No oil supply shortage due to Iraq unrest: OPEC

BRUSSELS,: The head of OPEC said there was no oil supply shortage due to the crisis in Iraq and that any increase in price on the markets was due to speculative trading.
“Right now the market is very well supplied,” said OPEC Secretary General Abdullah El-Badri, on a visit to Brussels for talks with European Energy Commissioner Guenther Oettinger.
“There is no shortage on the oil market in any place in the world. Of course there is an uprising in Iraq but this has not affected the production area,” El-Badri said.
Global oil prices have risen from around $109 a barrel to nine-month highs of over $114 on the back of the crisis but are nowhere near what analysts predict they could reach if Iraq were to halt exports.
“We are ready for any unseen circumstances. If there is a problem in the market we stand ready to solve this problem,” the OPEC chief said.
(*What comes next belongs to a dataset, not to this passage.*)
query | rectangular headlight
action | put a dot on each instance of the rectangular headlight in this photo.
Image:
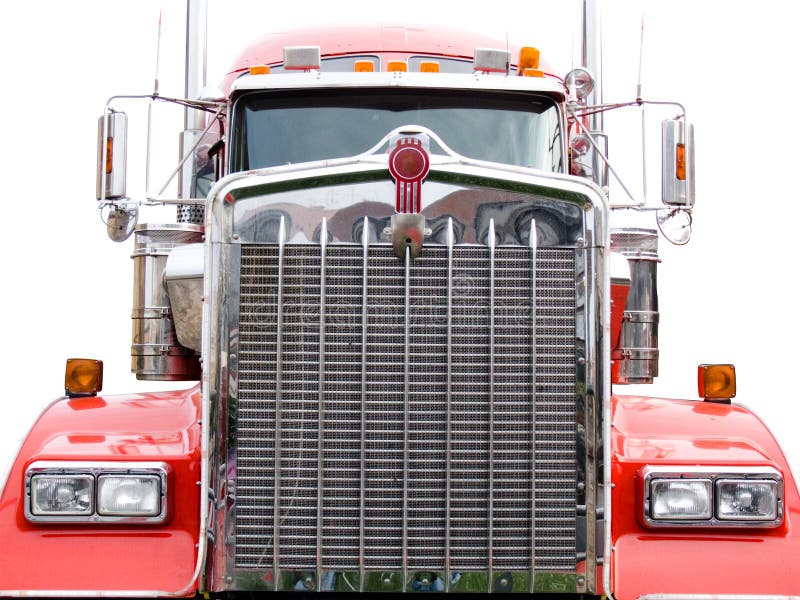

The price rise seen on the oil markets was “not because of shortage but because of speculation,” he added.
Iraq, faced with a massive jihadist offensive that threatens to split the country, is a leading OPEC oil producer at more than three million barrels per day (mbpd) and more than 11 percent of all known oil reserves.
In May, Iraq produced 3.37 mbpd of crude oil according to the International Energy Agency (IEA), mainly from oilfields in the south along with others near the northern city of Kirkuk.
Among OPEC members, Iraq ranks behind Saudi Arabia but ahead of Iran and Kuwait. It has proven crude reserves of 140.3 billion barrels and 3.158 trillion cubic meters of natural gas, according to cartel figures.